Couperin: Suites in D en e; Passacaglia in g; Pavane in fis. Frescobaldi: Toccata seconda; Canzona quinta; Fantasia quarta; Capriccio sopra la bassa fiamenga; Toccata settima; Ricercar primo; Canzona terza; Toccata ottava. Gustav Leonhardt. Alpha ALPHA 026 (66’28”). 2002
Leonhardt keerde laat in zijn imposante loopbaan terug tot twee van de belangrijkste componisten van klavecimbelwerken en dat is goed zo. Natuurlijk laat hij weer prachtige dingen horen, ditmaal vooral in de werken van Frescobaldi. Hij speelt bezadigder dan een jongere collega als Hantai of Alessandrini, neigt tot strengheid en understatement, maar laat de muziek rustig ademen en maakt in zijn musiceren een heel spontane, haast wat improviserende indruk die weldadig aandoet.

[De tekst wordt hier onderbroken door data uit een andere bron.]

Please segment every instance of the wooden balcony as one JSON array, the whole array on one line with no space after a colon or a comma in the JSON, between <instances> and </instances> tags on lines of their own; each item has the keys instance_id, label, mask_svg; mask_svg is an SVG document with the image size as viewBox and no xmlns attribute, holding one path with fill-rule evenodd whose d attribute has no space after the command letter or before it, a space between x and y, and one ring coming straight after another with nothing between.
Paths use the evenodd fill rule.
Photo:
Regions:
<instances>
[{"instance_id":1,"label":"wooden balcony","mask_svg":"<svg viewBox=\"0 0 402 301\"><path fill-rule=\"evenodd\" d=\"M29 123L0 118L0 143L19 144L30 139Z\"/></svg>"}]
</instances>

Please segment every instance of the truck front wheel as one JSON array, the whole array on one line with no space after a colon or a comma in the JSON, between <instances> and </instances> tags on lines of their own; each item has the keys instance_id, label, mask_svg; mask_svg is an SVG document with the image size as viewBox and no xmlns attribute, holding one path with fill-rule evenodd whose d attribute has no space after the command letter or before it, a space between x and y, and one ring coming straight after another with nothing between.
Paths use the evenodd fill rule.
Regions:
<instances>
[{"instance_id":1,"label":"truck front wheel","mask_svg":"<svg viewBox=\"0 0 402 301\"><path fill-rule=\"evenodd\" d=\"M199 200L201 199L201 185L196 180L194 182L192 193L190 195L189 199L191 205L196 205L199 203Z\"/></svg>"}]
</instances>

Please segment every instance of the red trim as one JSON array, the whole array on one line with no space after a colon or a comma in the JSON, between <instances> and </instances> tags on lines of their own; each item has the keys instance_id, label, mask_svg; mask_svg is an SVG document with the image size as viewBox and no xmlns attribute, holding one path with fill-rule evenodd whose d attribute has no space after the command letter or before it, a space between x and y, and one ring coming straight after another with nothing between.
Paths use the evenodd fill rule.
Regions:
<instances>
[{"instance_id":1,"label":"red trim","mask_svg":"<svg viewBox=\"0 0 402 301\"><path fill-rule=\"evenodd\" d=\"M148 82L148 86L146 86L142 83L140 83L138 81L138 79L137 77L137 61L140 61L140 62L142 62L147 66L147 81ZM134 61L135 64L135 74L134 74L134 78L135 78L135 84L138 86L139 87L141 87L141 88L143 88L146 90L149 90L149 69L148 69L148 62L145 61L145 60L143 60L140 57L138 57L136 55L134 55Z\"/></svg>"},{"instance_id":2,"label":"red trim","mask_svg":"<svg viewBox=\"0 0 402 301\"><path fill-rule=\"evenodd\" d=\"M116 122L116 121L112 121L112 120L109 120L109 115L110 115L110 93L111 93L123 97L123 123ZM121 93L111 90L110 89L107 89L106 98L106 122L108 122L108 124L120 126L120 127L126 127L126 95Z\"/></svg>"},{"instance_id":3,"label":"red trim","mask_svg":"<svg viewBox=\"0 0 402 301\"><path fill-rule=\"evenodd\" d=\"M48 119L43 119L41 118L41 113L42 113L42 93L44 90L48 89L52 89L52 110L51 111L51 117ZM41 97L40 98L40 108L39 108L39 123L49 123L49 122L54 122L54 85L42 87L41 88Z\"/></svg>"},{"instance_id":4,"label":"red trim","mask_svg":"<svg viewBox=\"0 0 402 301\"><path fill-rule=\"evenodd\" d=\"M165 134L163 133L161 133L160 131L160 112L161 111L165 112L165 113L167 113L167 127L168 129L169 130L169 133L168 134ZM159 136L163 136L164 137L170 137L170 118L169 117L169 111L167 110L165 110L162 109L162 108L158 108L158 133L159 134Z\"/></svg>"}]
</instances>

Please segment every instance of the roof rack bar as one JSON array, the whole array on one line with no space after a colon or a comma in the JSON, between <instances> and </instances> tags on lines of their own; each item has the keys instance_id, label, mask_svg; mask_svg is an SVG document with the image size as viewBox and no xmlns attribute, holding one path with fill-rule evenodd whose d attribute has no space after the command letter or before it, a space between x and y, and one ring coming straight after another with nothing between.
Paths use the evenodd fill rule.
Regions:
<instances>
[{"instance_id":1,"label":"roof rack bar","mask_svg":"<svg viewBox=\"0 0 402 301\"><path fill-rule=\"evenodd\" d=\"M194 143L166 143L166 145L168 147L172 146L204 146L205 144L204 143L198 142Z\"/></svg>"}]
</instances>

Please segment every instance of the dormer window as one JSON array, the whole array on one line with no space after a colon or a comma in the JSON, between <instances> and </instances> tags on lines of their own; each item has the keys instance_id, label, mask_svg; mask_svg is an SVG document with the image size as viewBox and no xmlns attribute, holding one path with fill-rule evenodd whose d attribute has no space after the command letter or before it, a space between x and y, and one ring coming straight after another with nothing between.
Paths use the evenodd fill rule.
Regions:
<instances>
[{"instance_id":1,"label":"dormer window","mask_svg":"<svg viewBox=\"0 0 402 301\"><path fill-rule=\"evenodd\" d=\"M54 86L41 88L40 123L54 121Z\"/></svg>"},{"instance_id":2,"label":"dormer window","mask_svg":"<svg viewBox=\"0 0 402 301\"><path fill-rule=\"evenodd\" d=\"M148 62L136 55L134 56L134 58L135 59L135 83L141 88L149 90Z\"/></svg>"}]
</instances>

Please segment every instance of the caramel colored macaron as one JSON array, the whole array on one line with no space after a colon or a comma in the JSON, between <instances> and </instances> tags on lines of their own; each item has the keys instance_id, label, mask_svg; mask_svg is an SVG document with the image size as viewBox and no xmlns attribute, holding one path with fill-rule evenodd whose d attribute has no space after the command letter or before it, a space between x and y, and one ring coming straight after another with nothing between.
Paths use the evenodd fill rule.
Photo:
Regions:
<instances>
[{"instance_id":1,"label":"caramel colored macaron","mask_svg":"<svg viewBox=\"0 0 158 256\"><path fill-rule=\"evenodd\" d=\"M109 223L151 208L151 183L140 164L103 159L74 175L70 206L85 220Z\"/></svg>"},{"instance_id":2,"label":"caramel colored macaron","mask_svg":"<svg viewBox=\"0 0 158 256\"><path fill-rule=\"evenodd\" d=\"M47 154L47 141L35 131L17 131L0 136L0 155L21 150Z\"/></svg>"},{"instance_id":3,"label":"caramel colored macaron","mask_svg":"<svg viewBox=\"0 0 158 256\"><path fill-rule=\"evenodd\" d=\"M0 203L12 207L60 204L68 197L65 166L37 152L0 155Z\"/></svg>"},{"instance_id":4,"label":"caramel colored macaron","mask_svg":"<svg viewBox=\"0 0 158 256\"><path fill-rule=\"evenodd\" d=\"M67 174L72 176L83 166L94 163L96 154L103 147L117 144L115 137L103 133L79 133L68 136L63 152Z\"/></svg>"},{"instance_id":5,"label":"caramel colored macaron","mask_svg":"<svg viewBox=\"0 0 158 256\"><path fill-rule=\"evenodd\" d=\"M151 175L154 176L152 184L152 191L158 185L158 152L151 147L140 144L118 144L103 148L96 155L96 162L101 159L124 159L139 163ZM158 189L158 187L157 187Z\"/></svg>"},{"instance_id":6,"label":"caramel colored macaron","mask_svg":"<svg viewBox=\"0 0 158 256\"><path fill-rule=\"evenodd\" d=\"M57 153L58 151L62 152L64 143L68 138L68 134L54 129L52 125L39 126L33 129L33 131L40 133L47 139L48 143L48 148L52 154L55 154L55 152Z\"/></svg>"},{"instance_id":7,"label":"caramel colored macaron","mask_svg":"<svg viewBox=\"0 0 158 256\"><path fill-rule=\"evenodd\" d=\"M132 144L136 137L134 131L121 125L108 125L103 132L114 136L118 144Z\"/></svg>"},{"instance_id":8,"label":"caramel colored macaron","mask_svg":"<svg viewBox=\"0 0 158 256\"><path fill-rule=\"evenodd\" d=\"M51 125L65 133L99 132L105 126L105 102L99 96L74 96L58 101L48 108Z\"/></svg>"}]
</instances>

Het geheel ademt ook intimiteit en dat de dansen van Couperin wat minder zwierig dan verwacht zijn uitgevallen: wat zou het bij zo’n aristocratische aanpak.
Terecht gebruikt de klavecinist twee moderne replica’s van oude instrumenten, respectievelijk een Frans en een Italiaans model, waarbij het eerste duidelijk scherper klinkt.